Last March, while on vacation in Florida, my 11-month-old came down with a fever. We took him to a local paediatrician who quickly diagnosed him with a middle-ear infection and prescribed him a ten-day course of antibiotics. Two days later, back home in New York, our paediatrician said our son probably never had an ear infection, and that regardless, he should stop taking the drugs.
At the time, I was exceptionally annoyed. What irked me wasn’t just the misdiagnosis; it was that he had recommended unnecessary drugs that may have upset my baby’s stomach and potentially, research suggests, increased his risk for asthma and irritable bowel disease.
But it turns out Dr Florida’s actions were less the exception than the rule: Many paediatricians in the United States overdiagnose and overtreat ear infections, in part because of how difficult it is to accurately perform ear exams and in part because doctors feel you breathing down their stethoscope-adorned necks for the meds.
To make things even more complicated, the microbes that cause ear infections are changing: Vaccines have shifted the microbial flora blooming in American children, and thanks in part to routine antibiotic overuse, some bugs have become much harder to treat. Common in the wintertime, middle-ear infections — technically called acute otitis media, not to be confused with outer-ear infections (swimmer’s ear) or rare inner-ear infections — aren’t a big deal.
Nearly 80 per cent of American children have had one by the time they turn 3; many seem to battle them constantly — perhaps yours? No one knows why some children are more prone to them than others, but some research suggests that genetics plays a role, and environmental factors such as day care, exposure to tobacco smoke and formula feeding are known to boost the risk as well.
Ear infections can, however, be more than just a painful, oozing nuisance: They sometimes cause fluid to build up in the middle ear, leading to long-term hearing loss and language and literacy problems, and maybe even picky eating. Serious infections, left untreated, can also cause meningitis or mastoiditis, an infection of the mastoid bone in the skull, which requires surgery.

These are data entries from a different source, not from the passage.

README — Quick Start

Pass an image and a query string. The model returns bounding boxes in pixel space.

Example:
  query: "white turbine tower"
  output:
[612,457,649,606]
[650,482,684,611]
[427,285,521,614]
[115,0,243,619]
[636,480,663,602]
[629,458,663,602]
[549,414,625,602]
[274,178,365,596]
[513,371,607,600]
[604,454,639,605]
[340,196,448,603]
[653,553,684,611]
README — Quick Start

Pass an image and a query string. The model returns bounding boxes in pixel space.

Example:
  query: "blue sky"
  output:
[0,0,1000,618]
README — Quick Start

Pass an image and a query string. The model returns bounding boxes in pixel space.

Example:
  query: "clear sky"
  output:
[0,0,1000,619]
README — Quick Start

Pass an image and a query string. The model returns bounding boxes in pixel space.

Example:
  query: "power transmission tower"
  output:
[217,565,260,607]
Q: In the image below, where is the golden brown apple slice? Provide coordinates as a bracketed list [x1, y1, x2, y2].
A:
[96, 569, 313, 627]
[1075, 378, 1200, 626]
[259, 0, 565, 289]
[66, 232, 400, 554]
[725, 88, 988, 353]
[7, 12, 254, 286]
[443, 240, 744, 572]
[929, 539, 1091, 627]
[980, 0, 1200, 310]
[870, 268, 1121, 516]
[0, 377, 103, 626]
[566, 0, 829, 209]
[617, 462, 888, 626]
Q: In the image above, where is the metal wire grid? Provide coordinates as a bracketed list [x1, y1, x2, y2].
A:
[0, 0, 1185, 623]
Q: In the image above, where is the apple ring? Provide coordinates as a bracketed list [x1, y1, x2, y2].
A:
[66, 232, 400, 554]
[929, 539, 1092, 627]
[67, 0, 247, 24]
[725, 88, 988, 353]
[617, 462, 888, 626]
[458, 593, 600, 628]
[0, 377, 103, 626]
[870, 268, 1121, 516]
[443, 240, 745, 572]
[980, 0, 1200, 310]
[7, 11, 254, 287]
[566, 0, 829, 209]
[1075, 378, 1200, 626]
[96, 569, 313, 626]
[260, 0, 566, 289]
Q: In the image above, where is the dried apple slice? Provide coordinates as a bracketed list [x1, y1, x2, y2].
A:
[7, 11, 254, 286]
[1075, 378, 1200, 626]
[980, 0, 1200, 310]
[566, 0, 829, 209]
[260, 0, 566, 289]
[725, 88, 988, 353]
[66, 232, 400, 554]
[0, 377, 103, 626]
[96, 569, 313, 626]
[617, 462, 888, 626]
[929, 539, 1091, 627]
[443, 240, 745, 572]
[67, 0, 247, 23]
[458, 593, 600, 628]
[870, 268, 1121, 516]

So, no, ear infections should not just be ignored. But a 2008 French study reported that one fifth of ear infections diagnosed by general practitioners are in reality something else, such as minor ear inflammation; 7 per cent of the time, doctors deem perfectly healthy ears infected. Why is ear health such a medical mystery?
Fevers, ear pulling and ear pain don’t necessarily predict the presence of an infection, so doctors have to examine the middle ear to be sure — and that is really hard to do to a sick child. Doctors typically have to insert an instrument into the kid’s ear, establish an airtight seal, squeeze a rubber bulb to release several bursts of air, and then watch to see how the child’s eardrum responds.
Oh, and if there is any earwax, the doctor has to pluck it out with tweezers and try the whole thing again. As you can imagine, this doesn’t always go well, so many paediatricians end up just peering into your child’s ear, seeing a little redness and guessing at a diagnosis instead.
Even if a doctor is certain of an infection, there is the problem of knowing what kind of ear infection it is. Some are caused by viruses, which are immune to antibiotics, whereas others arise because a respiratory virus such as the cold or flu made it easier for pre-existing bacteria to grow in the middle ear canal.
The only way a doctor can tell an infection’s microbial origin is by inserting a needle into a child’s eardrum and aspirating out some of the middle ear fluid, which thankfully few doctors do. Problem is, without knowing what is causing an infection, it is difficult to know how best to treat it.
Since 2004, the American Academy of Paediatrics has advised doctors against giving antibiotics to children over the age of 2 if their ear infections are not severe. (All children under 6 months should get antibiotics, and children between 6 months and 2 years should get them only if the doctor is absolutely certain of the infection, which is apparently only half the time.)
Under this “watchful waiting” approach, doctors are supposed to re-examine the child a few days later to see if the infection is getting better; if it is not, drugs then might be in order. There is a good reason for this conservative approach: No matter what their cause, most ear infections go away on their own.
In a 2011 clinical trial, University of Pittsburgh researchers reported that 74 per cent of children under the age of 2 who were suffering from ear infections got better after one week when they weren’t given any treatment; 80 per cent of those who got antibiotics got better in the same time frame.
Yet half of the children treated with antibiotics in the study got bouts of diarrhoea, compared with only 27 per cent of the children who didn’t take anything. So, yes, after a week on amoxicillin your son finally stopped wailing, waking in the night, and tugging at his ear. But that could very well have been just because time had passed and his immune system fought the bug off.
The bottom line is that ear infections are beguiling, yet they are also less common than you might have been led to believe and more innocuous as well. This doesn’t mean you shouldn’t take your shrieking, ear-clawing child to the paediatrician. You should. But don’t pitch a fit while you are there — what do you mean you are not giving Lola antibiotics?
She has been screaming for 17 hours! — and if your doctor prescribes drugs without skipping a beat, consider asking if a watchful waiting approach might work instead. Then, pick up some pain relievers on the way home.
Melinda Wenner Moyer is a science writer based in Brooklyn, New York.